Loss-making Novo Banco has been offloading bad loans, real estate and non-core assets under restructuring commitments agreed with Brussels and the Resolution Fund has already injected almost 3 billion euros into the bank to cover those losses.
In its annual budget for 2021, submitted to parliament on Thursday, the government had proposed that the Resolution Fund inject a further 476 million euros into Novo Banco next year but the proposal was rejected by the centre-right main opposition Social Democrats and hard left lawmakers.
Social Democrat leader Rui Rio, however, told reporters that his party would vote in favour of this new capital injection if a pending audit shows it is fair and correct.
Finance Minister Joao Leao said the state would meet its obligations to the bank.
“Portugal will meet, as it has always done, its commitments assumed regarding Novo Banco,” Leao said in a short statement sent to Reuters without providing further details.

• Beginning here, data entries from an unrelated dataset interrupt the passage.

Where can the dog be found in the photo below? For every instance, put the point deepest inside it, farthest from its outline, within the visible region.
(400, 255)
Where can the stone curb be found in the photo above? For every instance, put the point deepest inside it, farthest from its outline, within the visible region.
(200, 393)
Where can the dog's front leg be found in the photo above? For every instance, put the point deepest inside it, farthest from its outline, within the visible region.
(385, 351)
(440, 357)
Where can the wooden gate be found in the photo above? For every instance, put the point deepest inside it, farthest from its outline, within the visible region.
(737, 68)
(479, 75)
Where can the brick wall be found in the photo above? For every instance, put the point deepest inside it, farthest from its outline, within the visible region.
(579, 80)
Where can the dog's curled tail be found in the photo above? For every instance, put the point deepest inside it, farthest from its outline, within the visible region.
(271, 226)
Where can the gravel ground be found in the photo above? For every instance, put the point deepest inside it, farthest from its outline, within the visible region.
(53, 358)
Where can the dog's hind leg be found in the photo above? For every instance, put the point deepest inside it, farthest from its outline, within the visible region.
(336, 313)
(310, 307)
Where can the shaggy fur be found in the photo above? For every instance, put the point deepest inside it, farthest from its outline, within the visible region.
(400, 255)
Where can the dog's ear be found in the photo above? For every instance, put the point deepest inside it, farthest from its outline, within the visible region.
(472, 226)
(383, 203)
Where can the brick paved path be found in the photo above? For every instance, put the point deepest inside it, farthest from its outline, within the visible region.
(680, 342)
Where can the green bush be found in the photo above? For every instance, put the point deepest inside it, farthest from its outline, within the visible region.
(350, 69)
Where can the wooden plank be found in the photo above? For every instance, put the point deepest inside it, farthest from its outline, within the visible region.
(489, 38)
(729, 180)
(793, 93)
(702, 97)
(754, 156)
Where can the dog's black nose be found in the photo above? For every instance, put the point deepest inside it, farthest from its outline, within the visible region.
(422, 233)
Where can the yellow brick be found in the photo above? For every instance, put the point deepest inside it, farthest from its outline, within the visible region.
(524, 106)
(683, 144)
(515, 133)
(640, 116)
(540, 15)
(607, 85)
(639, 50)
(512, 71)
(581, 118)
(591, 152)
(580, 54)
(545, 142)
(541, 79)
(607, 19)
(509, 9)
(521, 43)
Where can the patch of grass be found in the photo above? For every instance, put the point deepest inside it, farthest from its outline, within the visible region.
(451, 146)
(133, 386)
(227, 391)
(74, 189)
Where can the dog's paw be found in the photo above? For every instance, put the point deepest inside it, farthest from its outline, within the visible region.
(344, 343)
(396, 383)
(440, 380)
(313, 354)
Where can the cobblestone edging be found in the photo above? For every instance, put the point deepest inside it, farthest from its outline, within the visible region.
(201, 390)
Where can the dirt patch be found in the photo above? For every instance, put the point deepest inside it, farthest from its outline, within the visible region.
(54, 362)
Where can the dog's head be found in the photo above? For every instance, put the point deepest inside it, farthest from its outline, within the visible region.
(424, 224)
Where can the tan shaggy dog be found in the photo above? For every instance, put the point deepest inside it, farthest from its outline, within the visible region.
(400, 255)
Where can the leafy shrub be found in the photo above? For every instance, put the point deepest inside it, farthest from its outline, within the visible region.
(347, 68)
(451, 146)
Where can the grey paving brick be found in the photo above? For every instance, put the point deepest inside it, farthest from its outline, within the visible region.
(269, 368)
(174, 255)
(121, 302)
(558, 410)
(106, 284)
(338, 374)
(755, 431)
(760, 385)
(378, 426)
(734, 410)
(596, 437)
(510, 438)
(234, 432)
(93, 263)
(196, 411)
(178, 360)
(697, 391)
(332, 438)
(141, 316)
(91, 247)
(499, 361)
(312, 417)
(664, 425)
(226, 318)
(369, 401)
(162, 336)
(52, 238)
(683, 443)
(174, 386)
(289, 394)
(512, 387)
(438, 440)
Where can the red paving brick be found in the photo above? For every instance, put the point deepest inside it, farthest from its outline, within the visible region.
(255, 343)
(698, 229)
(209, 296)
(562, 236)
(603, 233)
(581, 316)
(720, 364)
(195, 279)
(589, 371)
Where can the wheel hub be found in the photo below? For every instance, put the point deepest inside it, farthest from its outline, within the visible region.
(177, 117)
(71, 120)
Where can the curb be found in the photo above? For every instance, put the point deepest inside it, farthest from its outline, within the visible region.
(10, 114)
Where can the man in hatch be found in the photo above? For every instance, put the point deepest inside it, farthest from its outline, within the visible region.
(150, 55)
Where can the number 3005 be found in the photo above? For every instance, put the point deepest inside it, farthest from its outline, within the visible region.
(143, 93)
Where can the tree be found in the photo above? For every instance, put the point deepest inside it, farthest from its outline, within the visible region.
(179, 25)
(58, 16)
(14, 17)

Prime Minister Antonio Costa tweeted later on Thursday that he had called European Central Bank President Christine Lagarde to assure her of Portugal’s “full compliance with the commitments undertaken in the framework of Novo Banco’s sale”.
Opposition parties fear Novo Banco could be benefiting Lone Star by selling it discounted non-performing assets, which inflated Novo Banco’s losses. The bank and Lone Star have denied this.